On Fri, Aug 15, 2003 at 10:56:38AM -0500, Charles J. Fisher wrote:
> Things I don't like:
> ...
> (pd)ksh is not configured very well; everything is configured for (t)csh.
> There was no /etc/profile (if I remember correctly).

This is simply not true.  There is a file /etc/ksh.kshrc.  It clearly
states at the top

# DESCRIPTION:
#       Each invocation of /bin/ksh processes the file pointed
#       to by $ENV (usually $HOME/.kshrc).
#       This file is intended as a global .kshrc file for the
#       Korn shell.  A user's $HOME/.kshrc file simply requires
#       the line:
#               . /etc/ksh.kshrc
#       at or near the start to pick up the defaults in this
#       file which can then be overridden as desired.

It's a fairly decent default configuration once you set ENV in your
.profile and invoke /etc/ksh.kshrc from your .kshrc as described above.

I really like OpenBSDs choice of ksh as a default sh shell.  It's small
compared to bash, and, frankly, I still have scripts that fail under
bash on RH9 and work with no trouble in ksh.  Here's a contrived example
made from a much more complex script stripping it to a bare minimum, and
changing "awk" line to a simple "cat" and "rsync" line to "ls".
I also simplified a list to demonstrate the issue.

A file list.txt contains
====== cut =======
.X{modmap,defaults}
====== cut =======

A file buginbash.sh contains:
====== cut =======
#!/bin/bash
CMD="cat list.txt"
ls $(${CMD})
====== cut =======

When run in my home directory it gives:
$ ./buginbash.sh 
ls: .X{modmap,defaults}: No such file or directory

When "#!/bin/bash" is changed to "#!/bin/ksh" and run again the result
is:

$ ./buginbash.sh
.Xdefaults  .Xmodmap

as it should be.

> It is sad to see OpenBSD and Apple using such a discredited shell. csh
> has profound problems as a scripting shell, and people should use the
> same shell for scripting that they use interactively.

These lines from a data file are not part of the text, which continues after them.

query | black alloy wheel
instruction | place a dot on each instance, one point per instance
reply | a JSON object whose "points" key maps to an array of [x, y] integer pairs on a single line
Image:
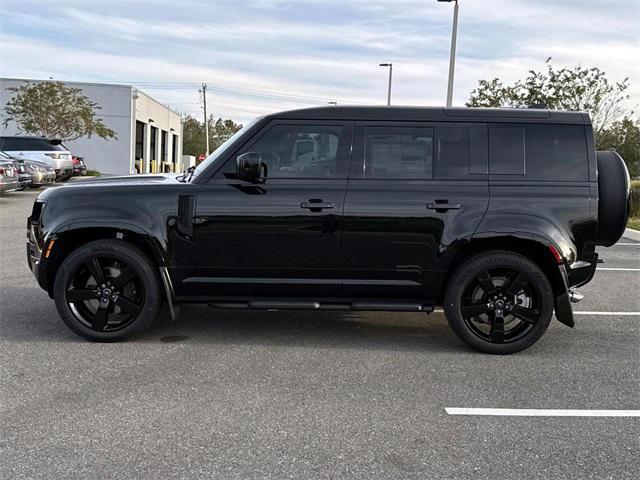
{"points": [[108, 290], [500, 305], [105, 294], [499, 302]]}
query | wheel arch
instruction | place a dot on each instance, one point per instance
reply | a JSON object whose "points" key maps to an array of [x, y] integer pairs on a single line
{"points": [[536, 250], [69, 240]]}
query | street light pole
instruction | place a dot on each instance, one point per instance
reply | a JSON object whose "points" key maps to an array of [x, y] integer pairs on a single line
{"points": [[390, 65], [452, 58]]}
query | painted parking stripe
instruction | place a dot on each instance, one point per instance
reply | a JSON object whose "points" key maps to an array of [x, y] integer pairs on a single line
{"points": [[611, 269], [541, 412], [581, 312], [623, 314]]}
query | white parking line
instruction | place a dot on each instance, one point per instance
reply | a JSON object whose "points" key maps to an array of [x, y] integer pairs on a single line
{"points": [[600, 269], [541, 412], [624, 314], [581, 312]]}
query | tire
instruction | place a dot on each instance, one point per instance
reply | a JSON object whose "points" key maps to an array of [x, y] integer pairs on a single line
{"points": [[517, 289], [614, 197], [128, 304]]}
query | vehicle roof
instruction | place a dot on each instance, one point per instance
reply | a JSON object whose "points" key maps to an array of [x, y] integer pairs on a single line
{"points": [[26, 136], [435, 114]]}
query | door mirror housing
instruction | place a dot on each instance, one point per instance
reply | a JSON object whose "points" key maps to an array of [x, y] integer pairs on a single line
{"points": [[250, 168]]}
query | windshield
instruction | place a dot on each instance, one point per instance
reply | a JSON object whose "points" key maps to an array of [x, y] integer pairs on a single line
{"points": [[218, 152]]}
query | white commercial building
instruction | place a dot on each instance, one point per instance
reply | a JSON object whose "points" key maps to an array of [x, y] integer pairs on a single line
{"points": [[148, 134]]}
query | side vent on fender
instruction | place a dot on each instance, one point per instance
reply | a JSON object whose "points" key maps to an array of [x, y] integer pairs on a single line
{"points": [[185, 215]]}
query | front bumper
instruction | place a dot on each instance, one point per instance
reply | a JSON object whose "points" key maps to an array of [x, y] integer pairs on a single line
{"points": [[9, 185], [43, 178]]}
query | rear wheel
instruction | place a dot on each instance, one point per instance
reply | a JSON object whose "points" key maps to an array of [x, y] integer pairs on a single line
{"points": [[499, 302], [107, 290]]}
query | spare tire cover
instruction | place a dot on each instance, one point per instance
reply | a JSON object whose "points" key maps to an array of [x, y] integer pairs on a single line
{"points": [[614, 192]]}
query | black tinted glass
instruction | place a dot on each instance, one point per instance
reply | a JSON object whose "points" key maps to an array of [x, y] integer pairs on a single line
{"points": [[297, 151], [452, 152], [506, 150], [398, 152], [556, 152]]}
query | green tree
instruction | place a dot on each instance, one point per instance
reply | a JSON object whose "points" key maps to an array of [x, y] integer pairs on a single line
{"points": [[578, 89], [53, 110], [193, 134], [624, 137]]}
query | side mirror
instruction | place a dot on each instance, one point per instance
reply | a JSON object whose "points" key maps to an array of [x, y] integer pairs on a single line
{"points": [[251, 168]]}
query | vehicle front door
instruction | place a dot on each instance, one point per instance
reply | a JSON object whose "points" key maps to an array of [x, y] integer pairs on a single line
{"points": [[280, 235]]}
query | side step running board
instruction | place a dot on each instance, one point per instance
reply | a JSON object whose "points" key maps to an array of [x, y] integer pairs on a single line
{"points": [[310, 305]]}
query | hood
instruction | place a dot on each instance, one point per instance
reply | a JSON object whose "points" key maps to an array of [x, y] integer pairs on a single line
{"points": [[111, 183], [144, 179]]}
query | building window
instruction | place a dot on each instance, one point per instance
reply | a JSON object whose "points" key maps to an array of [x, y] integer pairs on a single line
{"points": [[139, 140], [163, 146], [154, 143], [174, 149]]}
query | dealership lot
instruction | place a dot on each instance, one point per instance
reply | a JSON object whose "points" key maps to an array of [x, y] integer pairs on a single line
{"points": [[234, 394]]}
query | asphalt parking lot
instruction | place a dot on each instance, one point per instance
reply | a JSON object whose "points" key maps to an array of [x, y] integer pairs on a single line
{"points": [[227, 394]]}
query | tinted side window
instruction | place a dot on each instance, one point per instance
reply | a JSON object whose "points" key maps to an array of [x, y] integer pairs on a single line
{"points": [[539, 151], [398, 152], [297, 151], [556, 152], [460, 151], [506, 150]]}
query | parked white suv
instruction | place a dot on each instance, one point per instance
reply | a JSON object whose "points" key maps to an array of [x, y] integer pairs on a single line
{"points": [[51, 152]]}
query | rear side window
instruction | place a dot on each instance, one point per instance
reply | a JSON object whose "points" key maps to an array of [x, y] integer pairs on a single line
{"points": [[13, 144], [506, 150], [556, 152], [398, 152], [539, 152]]}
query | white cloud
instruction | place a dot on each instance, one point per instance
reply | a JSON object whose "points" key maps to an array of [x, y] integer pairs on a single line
{"points": [[323, 49]]}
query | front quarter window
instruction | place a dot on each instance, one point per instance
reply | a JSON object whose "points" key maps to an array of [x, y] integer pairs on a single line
{"points": [[218, 153]]}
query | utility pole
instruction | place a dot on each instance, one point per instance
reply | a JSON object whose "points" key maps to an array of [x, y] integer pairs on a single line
{"points": [[206, 120], [390, 65], [452, 57]]}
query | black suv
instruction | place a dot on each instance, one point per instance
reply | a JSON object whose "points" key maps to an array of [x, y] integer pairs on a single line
{"points": [[493, 213]]}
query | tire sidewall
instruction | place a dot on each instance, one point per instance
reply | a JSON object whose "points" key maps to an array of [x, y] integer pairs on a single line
{"points": [[129, 255], [472, 267]]}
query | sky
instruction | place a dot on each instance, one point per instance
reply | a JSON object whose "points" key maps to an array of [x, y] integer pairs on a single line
{"points": [[262, 56]]}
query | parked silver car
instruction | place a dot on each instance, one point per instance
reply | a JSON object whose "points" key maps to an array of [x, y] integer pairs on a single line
{"points": [[8, 176], [41, 173], [51, 152]]}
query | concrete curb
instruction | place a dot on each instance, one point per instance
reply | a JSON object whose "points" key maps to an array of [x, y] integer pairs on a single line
{"points": [[632, 234]]}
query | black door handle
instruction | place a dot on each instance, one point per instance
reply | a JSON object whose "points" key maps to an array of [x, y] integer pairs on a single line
{"points": [[316, 205], [443, 205]]}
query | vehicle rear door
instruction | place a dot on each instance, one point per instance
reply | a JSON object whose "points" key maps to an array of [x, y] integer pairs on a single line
{"points": [[415, 190], [280, 237]]}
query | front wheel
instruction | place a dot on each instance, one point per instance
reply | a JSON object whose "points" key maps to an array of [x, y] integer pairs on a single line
{"points": [[107, 290], [499, 302]]}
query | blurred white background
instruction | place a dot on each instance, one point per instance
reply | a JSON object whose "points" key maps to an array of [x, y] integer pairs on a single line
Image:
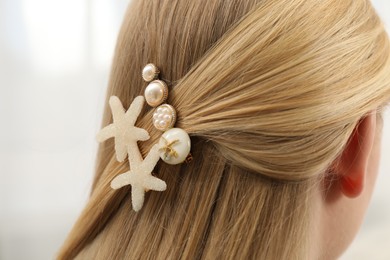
{"points": [[54, 62]]}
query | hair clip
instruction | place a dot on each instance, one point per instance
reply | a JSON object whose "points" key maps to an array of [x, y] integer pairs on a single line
{"points": [[173, 147]]}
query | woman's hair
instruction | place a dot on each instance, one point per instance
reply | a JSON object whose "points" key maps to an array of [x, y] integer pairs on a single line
{"points": [[269, 91]]}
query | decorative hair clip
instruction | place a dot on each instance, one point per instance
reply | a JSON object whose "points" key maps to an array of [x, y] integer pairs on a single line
{"points": [[173, 147]]}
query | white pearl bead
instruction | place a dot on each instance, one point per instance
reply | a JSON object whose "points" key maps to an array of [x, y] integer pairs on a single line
{"points": [[156, 93], [150, 72], [181, 147]]}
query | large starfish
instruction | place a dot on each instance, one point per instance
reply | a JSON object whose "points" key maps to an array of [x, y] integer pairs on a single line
{"points": [[123, 129], [140, 175]]}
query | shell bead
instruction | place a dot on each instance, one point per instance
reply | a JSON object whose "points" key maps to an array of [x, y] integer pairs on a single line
{"points": [[156, 93], [150, 72], [175, 145]]}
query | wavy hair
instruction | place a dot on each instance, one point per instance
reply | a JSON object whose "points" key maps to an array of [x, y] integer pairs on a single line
{"points": [[270, 92]]}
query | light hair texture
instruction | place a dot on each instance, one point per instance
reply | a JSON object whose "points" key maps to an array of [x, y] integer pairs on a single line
{"points": [[270, 92]]}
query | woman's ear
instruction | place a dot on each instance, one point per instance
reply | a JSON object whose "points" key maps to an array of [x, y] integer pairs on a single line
{"points": [[351, 166]]}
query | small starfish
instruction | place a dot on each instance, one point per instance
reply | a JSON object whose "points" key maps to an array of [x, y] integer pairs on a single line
{"points": [[167, 148], [140, 176], [123, 129]]}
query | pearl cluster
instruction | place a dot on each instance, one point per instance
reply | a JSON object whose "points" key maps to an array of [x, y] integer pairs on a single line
{"points": [[164, 117], [156, 93], [175, 143]]}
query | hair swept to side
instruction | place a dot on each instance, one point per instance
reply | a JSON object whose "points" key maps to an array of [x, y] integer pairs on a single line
{"points": [[269, 91]]}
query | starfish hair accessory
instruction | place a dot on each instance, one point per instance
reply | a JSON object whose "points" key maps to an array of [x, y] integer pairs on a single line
{"points": [[173, 147]]}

Again, not true.  Why should I use the same shell for scripting and
interactive work?  I always use sh for scripting.  But I see no reason
not to use tcsh as an interactive shell.  Recommended reading:

http://ezine.daemonnews.org/200112/csh_tcsh_part1.html

tcsh is an excellent interactive shell.  I use it on RH9 at work.
I use ksh on my OpenBSD machines because I do not see the need to
install any shell from ports, when ksh can already do all I need.